Probably the most satisfactory objective for counting is the special one-sixth for blood work already mentioned. To understand the principle of counting, it is necessary to remember that the large square (400 small squares) represents a capacity of one-tenth of a cubic millimeter. Find the number of corpuscles in the large square, multiply by 10 to find the number in 1 c.mm. of the diluted blood, and finally, by the dilution, to find the number in 1 c.mm. of undiluted blood. Instead of actually counting all the corpuscles, it is customary to count those in only a limited number of small squares, and from this to calculate the number in the large square.

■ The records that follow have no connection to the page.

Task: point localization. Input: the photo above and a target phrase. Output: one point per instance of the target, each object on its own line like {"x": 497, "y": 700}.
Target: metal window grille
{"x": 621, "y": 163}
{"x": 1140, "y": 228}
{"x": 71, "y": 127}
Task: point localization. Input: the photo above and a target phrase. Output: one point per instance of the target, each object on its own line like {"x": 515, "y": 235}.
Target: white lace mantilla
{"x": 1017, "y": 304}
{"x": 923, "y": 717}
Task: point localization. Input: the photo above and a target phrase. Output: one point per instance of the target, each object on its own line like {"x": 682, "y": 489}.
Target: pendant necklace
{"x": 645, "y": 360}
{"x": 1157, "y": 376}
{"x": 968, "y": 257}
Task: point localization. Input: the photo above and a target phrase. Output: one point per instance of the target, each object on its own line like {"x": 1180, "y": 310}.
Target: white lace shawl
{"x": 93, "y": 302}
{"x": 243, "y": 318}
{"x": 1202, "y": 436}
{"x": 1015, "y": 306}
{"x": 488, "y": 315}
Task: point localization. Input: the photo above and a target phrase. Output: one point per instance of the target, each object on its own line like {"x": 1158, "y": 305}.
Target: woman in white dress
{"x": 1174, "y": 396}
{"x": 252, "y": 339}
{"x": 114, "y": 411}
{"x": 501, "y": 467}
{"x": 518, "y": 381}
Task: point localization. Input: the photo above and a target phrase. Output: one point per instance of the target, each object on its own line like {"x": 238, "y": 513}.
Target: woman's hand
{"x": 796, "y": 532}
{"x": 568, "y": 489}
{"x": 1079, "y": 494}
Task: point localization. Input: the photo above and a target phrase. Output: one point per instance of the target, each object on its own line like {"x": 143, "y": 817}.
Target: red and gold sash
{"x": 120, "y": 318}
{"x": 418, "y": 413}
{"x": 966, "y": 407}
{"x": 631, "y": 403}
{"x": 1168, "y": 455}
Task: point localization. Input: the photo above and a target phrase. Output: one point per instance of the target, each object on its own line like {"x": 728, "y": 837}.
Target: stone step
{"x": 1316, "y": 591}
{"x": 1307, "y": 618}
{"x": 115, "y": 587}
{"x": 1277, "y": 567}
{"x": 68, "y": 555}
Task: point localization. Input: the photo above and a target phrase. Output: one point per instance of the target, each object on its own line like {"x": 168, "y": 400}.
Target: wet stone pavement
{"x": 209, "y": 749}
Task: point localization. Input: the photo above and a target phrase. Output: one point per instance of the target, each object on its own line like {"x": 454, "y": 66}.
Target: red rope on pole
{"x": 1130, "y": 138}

In practice a convenient procedure is as follows: With a dilution of 1:200, count the cells in 80 small squares, and to the sum add 4 ciphers; with dilution of 1:100, count 40 small squares and add 4 ciphers. Thus, if with 1:200 dilution, 450 corpuscles were counted, the total count would be 4,500,000 per c.mm. This method is sufficiently accurate for all clinical purposes, provided the corpuscles are evenly distributed and two drops from the pipet be counted. It is convenient to count a block of 20 small squares in each corner of the large square. It distribution be even, the difference between the number of cells in any two such blocks should not exceed twenty. Corpuscles which touch the upper and left sides should be counted as if within the squares, those touching the lower and right sides, as outside, and vice versâ.

Diluting Fluids.—The most widely used are Hayem's and Toisson's. Both of these have high specific gravities, so that, when well mixed, the corpuscles do not separate quickly. Toisson's fluid is probably the better for beginners, because it is colored and can be easily seen as it is drawn into the pipet. It stains the nuclei of leukocytes blue, but this is no real advantage. It must be filtered frequently.